Chandra menjemput Dariel sore ini di bandara dan sebelum mereka pulang Dariel memilih mengajak Chandra untuk makan di tempat terdekat.
"Tumben lu traktir-traktir?"
"Sebagai ucapan terimakasih udah jemput gw mana malem gini."
"Kaya kesiapa aja."
"Di kantor gimana?rame?"
"Ya gitu aja malah numpuk nih kerjaan gw. Seneng lu ke luar kota mulu jalan-jalan."

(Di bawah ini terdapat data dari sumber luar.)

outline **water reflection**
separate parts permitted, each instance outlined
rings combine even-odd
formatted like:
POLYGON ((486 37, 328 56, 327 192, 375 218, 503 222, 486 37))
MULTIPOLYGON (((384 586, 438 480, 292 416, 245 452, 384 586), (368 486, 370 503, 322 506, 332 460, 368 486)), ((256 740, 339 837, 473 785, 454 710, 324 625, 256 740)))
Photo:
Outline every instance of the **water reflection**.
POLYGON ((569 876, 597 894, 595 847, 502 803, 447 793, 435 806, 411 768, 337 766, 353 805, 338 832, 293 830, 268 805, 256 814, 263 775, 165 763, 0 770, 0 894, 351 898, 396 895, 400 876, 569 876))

"Ah bikin pusing ngurusin cabang tapi ya gimana udah jadi kerjaan gw"
"Lu tuh sebenernya jabatannya apa sih ga jelas banget."
"Gw Manager Keuangan tapi sekarang ini disuruh bantu Pak Dikta dulu."
"Dapet komisi gede dong."
"Iya ntar gw bagi dikit tapi dikit banget." Canda Dariel sambil menggambarkan kata 'sedikit' dengan tangannya.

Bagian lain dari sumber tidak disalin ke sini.